3D Human Interaction Generation: A Survey
Siyuan Fan, Wenke Huang, Xiantao Cai, Bo Du
TL;DR
3D Human Interaction Generation: A Survey organizes the rapidly evolving literature into three interaction paradigms—HSI, HOI, and HHI—grounding the discussion in foundational technologies (3D representations, motion capture, generative models). It provides a comprehensive taxonomy of methods, datasets, and evaluation metrics, highlighting diffusion-based and text/scene-conditioned approaches as current frontrunners. The survey identifies critical challenges, including data scarcity, physical plausibility, and controllability, and outlines future directions such as large-scale real-world data collection, multi-person and non-rigid object interactions, and language-guided generation.
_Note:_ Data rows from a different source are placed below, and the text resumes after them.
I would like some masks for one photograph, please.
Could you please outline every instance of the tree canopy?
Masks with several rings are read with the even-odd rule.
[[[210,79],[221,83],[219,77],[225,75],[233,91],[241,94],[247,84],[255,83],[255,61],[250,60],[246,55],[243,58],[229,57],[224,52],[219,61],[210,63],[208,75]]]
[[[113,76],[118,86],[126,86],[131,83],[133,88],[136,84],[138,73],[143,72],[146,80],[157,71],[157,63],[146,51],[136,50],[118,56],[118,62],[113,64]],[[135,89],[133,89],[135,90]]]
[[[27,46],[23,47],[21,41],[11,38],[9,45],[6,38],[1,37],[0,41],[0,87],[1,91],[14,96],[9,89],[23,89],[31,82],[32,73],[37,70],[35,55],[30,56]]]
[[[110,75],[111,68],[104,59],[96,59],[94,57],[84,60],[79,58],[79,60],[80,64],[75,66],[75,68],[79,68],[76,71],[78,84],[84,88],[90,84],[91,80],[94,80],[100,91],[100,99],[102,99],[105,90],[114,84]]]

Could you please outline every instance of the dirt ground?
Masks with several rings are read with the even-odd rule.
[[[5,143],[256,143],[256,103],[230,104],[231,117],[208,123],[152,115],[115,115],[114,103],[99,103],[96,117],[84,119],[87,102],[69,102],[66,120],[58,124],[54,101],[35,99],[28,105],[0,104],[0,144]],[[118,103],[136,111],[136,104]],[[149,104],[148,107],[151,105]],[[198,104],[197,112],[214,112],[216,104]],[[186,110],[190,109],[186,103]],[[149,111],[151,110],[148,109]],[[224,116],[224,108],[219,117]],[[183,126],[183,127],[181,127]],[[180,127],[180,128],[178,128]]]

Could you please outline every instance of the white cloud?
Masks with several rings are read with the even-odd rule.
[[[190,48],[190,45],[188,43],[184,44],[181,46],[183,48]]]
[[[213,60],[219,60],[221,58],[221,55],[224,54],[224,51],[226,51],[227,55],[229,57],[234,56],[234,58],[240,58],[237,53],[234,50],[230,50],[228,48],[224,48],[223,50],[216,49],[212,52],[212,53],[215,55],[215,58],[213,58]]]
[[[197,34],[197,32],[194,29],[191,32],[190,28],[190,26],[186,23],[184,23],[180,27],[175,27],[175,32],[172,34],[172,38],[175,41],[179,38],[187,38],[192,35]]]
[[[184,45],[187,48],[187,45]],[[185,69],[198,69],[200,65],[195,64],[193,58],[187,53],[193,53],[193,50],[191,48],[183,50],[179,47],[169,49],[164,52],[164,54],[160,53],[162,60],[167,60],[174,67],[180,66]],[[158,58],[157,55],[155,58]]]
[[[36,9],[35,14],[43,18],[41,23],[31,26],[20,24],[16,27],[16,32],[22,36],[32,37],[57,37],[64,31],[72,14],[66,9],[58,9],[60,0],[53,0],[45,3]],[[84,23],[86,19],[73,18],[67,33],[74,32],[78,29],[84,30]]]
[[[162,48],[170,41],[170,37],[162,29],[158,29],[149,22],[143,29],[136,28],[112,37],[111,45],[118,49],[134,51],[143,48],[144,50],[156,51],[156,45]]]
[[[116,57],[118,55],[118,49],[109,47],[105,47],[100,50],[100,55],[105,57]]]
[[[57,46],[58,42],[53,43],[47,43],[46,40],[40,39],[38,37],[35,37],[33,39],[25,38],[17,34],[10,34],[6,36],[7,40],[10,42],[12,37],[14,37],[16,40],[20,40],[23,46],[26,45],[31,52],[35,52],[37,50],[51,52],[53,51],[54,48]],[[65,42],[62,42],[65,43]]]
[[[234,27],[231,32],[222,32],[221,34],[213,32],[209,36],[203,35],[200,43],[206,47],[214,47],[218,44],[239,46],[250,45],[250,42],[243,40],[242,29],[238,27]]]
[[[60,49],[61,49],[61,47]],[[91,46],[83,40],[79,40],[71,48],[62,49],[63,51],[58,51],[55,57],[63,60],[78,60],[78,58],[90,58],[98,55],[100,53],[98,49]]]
Overall, the work serves as a central reference for researchers and practitioners aiming to advance realistic, context-aware 3D interaction synthesis across diverse application domains.
Abstract
3D human interaction generation has emerged as a key research area, focusing on producing dynamic and contextually relevant interactions between humans and various interactive entities. Recent rapid advancements in 3D model representation methods, motion capture technologies, and generative models have laid a solid foundation for the growing interest in this domain. Existing research in this field can be broadly categorized into three areas: human-scene interaction, human-object interaction, and human-human interaction. Despite the rapid advancements in this area, challenges remain due to the need for naturalness in human motion generation and the accurate interaction between humans and interactive entities. In this survey, we present a comprehensive literature review of human interaction generation, which, to the best of our knowledge, is the first of its kind. We begin by introducing the foundational technologies, including model representations, motion capture methods, and generative models. Subsequently, we introduce the approaches proposed for the three sub-tasks, along with their corresponding datasets and evaluation metrics. Finally, we discuss potential future research directions in this area and conclude the survey. Through this survey, we aim to offer a comprehensive overview of the current advancements in the field, highlight key challenges, and inspire future research works.